Ex-felons celebrate Amendment 4, which restores their voting rights
After hours of debate, the Florida House on Wednesday passed along party lines its version of a bill implementing Amendment 4, which was supposed to restore the right to vote to more than a million former felons.
The 71-45 vote sets up a potential dispute with the Senate over whether court fines, fees and restitution should be required before felons can vote.
The House bill requires all of those to be paid before a felon can vote.
The Senate bill requires restitution to be paid, but not court fees and fines if those have been converted to a civil lien, which often happens. It has yet to be heard on the Senate floor.
However it’s resolved, the outcome could prevent thousands, or hundreds of thousands, of felons from voting, undermining the hope of the historic amendment.
Many owe fines, fees or restitution, and some owe so much that they’ll never be able to vote.
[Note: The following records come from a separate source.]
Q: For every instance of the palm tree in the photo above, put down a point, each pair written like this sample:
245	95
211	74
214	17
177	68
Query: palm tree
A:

And the cost to the state could be enormous. Florida has no system to track restitution, and creating one could cost millions of dollars.
As budget negotiations were underway Wednesday, the House was considering a proposal by the Senate that would grant $2 million to hire more people on the Florida Commission on Offender Review to help evaluate former felons’ voter registration applications.
That commission will then provide that information to local supervisors of elections, said Sen. Jeff Brandes.
“Obviously, the individual is responsible for determining whether they’ve completed all the terms of their own sentence,” he said. “If they have questions, they should go to local supervisors of elections.”
The creators of Amendment 4 have argued that the bill is self-implementing. The amendment restored the right to vote to felons who have completed “all terms of their sentence including parole or probation.”
It did not mention fines, fees or restitution, but Republicans in the Legislature have used the supporters’ own words to interpret it to include such costs.